On the definition of convergence of a sequence of sections of a bundle

Question

Convergence of a sequence of sections of a bundle is defined as follows:

Definition: Let $E$ be a vector bundle over a manifold $M$, and let metrics $g$ and connections $∇$ be given on $E$ and on $TM$. Let $Ω ⊂ M$ be an open set with compact closure $\bar{Ω}$ in $M$, and let $(ξ_k)$ be a sequence of sections of $E$. For any $p ≥ 0$ we say that $ξ_k$ converges in $C^p$ to $ξ_∞ ∈ Γ(E\big|_{\bar{\Omega}})$ if for every $ε > 0$ there exists $k_0 = k_0(ε)$ such that $$\sup‎‎_{0\leq |\alpha | \leq p}‎‎\sup‎‎_{x\in \bar{\Omega}}‎|\nabla‎^{\alpha}‎‎(\xi_k -\xi_\infty)‎|_{‎g}‎‎<‎\varepsilon‎‎$$

whenever $k > k_0$. $\nabla^\alpha$ is the covariant derivative corresponding to the multi-index $α$.

Question: In the book "The Ricci Flow in Riemannian Geometry" by Ben Andrews and Christopher Hopper, is written: Note that since we are working on a compact set, the choice of metric and connection on $E$ and $TM$ have no affect on the convergence.

I can't understand why the sentence is true.
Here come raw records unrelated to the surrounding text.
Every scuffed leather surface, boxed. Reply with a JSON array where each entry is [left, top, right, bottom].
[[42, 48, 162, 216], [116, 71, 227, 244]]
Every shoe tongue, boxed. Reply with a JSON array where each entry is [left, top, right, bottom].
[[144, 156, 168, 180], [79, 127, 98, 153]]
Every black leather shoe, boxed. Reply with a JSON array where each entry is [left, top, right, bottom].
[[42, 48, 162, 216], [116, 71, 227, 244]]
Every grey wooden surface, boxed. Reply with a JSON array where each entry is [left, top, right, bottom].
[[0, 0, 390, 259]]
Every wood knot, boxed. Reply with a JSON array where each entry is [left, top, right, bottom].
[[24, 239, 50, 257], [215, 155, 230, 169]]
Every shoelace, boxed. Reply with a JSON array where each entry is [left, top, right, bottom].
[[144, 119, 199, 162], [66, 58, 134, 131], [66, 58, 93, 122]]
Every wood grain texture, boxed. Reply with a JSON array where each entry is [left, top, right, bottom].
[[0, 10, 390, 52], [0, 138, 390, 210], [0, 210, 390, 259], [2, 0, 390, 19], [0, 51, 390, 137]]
Can someone help me? Thanks in advance.

Answer 1

This is just to supply some details to what Rafe Mazzeo wrote. Let $g_{i}$ be metrics and $^{\left( i\right) }\nabla$ be connections on $E$ and on $M$ for $i=1,2$. Since $\bar{\Omega}$ is compact, the uniform equivalence of norms reduces to a local coordinate chart $(U,\{x^{i}\})$ over which the bundle $E$ is trivialized. In the following, the constant $C$ may change from line to line. Since $C^{-1}g_{1}\leq g_{2}\leq Cg_{1}$ (uniform equivalence) on $E$ (fiberwise) and on $M$ for some $C$, for any $\xi\in\Gamma(E\otimes\bigotimes^{k}T^{\ast}M)$ we have $|\xi|_{g_{1}}\leq C|\xi|_{g_{2}}$ (same for $1$ and $2$ switched). Let $\alpha=(\alpha_{1},\ldots,\alpha_{n})$, so that $\nabla^{\alpha}=\nabla _{1}^{\alpha_{1}}\cdots\nabla_{n}^{\alpha_{n}}$ (up to uniform equivalence of norms, we may order it this way since commutators yield curvature and its derivative terms, which are bounded). Let $\lesssim$ denote $\leq C\cdot$. Now for $\xi\in\Gamma(E)$, $$ |^{\left( 1\right) }\nabla^{\alpha}\xi|_{g_{1}}\lesssim|^{\left( 1\right) }\nabla^{\alpha}\xi|_{g_{2}}\lesssim|^{\left( 2\right) }\nabla^{\alpha} \xi|_{g_{2}}+|\sum_{k=0}^{\left\vert \alpha\right\vert -1}{}^{\left( 1\right) }\nabla^{\ast k}\circ(^{\left( 1\right) }\nabla-{}^{\left( 2\right) }\nabla)\circ^{\left( 2\right) }\nabla_{g_{2}}^{\ast(\left\vert \alpha\right\vert -k-1)}|, $$ where the sum is comprised of linear combinations of $\ell$-th order covariant derivatives $^{\left( i\right) }\nabla^{\ast\ell}$. Since the sum has only covariant derivatives of lower order together with (bounded) derivative of the difference of connections terms, by induction on $p$ we obtain $\sum _{\left\vert \alpha\right\vert \leq p}|^{\left( 1\right) }\nabla^{\alpha} \xi|_{g_{1}}\lesssim\sum_{\left\vert \alpha\right\vert \leq p}|^{\left( 2\right) }\nabla^{\alpha}\xi|_{g_{2}}$ over $U$, independent of $\xi$.

Answer 2

The reason is simply that over a compact set, all the choices (metrics, connections, etc.) are uniformly (or in whatever C^k topology you want) equivalent to one another.